Wait, so YEC believes in climate change? Huh.
Okay, anyway, most of the dinosaurs died out during this time.
Most of them. But some continued to thrive (I guess?), and a few may still be alive today. Like the Loch Ness Monster, which is proof that dinosaurs still live on earth.
Yeah …
I guess when you’ve already accepted that 1.) the earth is 6000 years old, 2.) dinosaurs lived on the earth with man, and 3.) you can fit two of every species of animal that has ever existed into an ark along with every species of dinosaur, Nessie seems totally probable.
I think Rand and I were both a little unsure of how to react to the place. I have plenty of friends who are religious, and I grew up Catholic. But my beliefs always worked with conventional science, and I wasn’t too keen on the YEC practice of denying some facts while embracing others.
Nor could I dismiss it all as ridiculous – that seemed unfair (at least, you know, until I researched it further). And so we were caught in a weird limbo – unable to take it all at face value, but unable to shrug it off as pure silliness. And so we tried to find some sort of weird balance between the two.
I think we succeeded.
Rand was particularly delighted by this model of a Triceratops.
Mostly because the photo used in the informational placard next to it was OF THE MODEL OF THE TRICERATOPS. He found this absolutely delightful.
I think my favorite part was the T-Rex – there are stairs inside of it, so you can climb up into its head.
There, Rand took a few more portraits of me.

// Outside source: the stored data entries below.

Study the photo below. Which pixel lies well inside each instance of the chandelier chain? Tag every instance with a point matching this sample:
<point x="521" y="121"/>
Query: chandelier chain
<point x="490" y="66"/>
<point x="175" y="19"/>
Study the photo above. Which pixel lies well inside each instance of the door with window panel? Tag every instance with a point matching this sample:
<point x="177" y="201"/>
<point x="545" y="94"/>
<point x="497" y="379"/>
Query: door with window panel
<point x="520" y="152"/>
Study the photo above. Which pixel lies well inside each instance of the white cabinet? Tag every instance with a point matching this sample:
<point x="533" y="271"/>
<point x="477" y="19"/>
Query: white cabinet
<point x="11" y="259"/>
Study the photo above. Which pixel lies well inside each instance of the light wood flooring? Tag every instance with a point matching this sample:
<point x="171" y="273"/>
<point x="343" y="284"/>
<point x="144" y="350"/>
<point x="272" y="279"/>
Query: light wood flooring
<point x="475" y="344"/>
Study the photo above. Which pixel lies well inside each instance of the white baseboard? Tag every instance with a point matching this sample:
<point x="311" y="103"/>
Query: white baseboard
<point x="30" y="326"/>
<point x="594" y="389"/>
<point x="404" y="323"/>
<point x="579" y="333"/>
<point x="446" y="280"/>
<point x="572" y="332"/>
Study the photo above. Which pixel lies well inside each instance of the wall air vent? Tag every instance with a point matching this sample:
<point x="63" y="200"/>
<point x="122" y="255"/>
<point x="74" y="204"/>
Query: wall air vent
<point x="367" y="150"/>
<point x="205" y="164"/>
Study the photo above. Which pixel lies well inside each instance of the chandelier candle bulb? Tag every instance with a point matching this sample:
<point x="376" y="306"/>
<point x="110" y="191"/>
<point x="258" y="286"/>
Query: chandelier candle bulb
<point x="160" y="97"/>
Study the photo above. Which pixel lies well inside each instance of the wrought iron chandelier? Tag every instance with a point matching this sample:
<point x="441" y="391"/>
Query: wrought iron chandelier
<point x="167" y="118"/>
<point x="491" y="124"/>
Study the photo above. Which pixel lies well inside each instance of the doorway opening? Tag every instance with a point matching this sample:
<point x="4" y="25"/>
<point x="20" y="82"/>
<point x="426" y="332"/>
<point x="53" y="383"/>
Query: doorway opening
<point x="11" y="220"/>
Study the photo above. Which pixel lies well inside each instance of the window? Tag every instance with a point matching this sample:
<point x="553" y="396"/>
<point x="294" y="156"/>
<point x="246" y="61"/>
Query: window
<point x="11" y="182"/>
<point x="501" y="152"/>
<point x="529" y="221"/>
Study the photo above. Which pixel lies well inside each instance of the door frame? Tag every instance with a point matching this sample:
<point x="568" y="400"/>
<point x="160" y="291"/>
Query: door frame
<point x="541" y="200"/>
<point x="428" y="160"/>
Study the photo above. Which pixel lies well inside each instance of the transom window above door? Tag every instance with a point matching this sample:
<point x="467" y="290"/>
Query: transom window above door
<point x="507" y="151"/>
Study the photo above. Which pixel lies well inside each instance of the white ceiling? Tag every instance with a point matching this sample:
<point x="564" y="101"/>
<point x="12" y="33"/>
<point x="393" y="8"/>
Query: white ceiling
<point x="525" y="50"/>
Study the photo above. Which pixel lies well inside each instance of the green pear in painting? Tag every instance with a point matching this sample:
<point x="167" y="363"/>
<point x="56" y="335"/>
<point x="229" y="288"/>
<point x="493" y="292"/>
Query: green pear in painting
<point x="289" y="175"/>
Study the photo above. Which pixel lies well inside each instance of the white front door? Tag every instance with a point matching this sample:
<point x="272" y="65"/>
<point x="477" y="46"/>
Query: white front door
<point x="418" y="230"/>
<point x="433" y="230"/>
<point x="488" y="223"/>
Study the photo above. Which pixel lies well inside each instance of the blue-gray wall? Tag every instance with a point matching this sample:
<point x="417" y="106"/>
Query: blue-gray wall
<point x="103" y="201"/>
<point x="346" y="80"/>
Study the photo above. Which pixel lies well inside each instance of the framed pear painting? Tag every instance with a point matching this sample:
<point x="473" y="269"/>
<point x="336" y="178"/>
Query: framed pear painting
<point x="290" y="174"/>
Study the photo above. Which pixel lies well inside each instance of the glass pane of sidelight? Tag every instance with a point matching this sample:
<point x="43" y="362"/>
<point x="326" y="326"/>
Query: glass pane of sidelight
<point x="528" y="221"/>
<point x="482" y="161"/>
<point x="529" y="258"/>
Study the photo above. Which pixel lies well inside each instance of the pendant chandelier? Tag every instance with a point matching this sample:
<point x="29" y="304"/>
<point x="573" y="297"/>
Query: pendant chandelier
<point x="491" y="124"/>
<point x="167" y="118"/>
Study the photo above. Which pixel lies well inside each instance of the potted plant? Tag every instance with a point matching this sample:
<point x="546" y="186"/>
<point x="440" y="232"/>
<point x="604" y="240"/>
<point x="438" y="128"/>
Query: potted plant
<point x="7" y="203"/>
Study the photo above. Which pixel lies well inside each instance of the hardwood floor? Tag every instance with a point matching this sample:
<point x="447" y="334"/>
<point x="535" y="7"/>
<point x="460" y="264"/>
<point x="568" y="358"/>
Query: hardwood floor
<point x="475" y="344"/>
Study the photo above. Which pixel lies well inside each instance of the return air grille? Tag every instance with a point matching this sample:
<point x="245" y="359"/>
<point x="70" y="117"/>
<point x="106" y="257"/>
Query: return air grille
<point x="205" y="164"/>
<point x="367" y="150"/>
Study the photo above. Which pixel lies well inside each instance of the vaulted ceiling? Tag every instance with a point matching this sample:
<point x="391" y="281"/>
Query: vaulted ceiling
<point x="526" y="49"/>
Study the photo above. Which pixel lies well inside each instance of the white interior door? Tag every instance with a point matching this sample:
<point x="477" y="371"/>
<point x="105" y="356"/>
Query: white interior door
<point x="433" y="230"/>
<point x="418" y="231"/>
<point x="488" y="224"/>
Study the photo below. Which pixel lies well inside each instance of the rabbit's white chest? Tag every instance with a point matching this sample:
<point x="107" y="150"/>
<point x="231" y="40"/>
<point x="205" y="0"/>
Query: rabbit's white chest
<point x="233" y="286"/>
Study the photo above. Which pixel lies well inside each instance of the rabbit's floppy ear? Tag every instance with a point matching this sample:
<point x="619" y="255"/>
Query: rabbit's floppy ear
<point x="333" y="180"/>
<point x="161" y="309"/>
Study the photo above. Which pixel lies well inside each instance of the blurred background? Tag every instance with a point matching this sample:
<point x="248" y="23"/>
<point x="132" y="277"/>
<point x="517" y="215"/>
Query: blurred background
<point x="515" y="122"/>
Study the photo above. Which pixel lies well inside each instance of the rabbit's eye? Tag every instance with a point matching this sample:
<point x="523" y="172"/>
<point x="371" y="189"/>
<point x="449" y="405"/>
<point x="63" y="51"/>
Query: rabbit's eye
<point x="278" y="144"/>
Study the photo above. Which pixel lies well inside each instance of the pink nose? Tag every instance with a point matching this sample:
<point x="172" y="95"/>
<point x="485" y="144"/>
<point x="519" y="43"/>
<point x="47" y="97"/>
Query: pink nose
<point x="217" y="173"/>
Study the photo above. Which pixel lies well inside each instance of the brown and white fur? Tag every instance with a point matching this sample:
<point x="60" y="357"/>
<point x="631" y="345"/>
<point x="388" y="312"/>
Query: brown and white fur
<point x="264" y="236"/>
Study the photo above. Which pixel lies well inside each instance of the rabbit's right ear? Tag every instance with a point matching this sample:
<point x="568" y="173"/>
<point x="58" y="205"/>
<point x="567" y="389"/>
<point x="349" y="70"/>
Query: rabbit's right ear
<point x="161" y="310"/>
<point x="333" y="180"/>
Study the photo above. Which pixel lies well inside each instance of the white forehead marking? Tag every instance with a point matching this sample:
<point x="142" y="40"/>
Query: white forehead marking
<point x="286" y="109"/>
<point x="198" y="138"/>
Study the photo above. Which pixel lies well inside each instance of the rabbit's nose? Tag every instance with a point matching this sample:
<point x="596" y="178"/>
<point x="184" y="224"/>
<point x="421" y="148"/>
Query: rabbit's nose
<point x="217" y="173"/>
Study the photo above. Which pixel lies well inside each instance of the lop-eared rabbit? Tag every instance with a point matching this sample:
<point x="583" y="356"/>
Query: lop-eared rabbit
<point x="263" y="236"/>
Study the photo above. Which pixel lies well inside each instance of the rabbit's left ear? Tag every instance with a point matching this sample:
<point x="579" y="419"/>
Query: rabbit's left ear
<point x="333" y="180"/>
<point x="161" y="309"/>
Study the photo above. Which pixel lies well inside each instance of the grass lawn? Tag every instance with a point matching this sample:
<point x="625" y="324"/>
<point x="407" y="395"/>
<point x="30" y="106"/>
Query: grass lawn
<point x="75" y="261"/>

At some point, I realized I should pose for a few nice ones … “for grandma,” my internal monologue noted. Which is really weird, because I only met one of my grandmothers, and she’s been gone a very long time.
It was an interesting, if factually-specious, way to spend an hour. As we drove back to the rental house, Rand asked me what I thought of the place.
“The dinosaurs were cool,” I said. And I realized that was something that nearly everyone – regardless of creed – could agree on.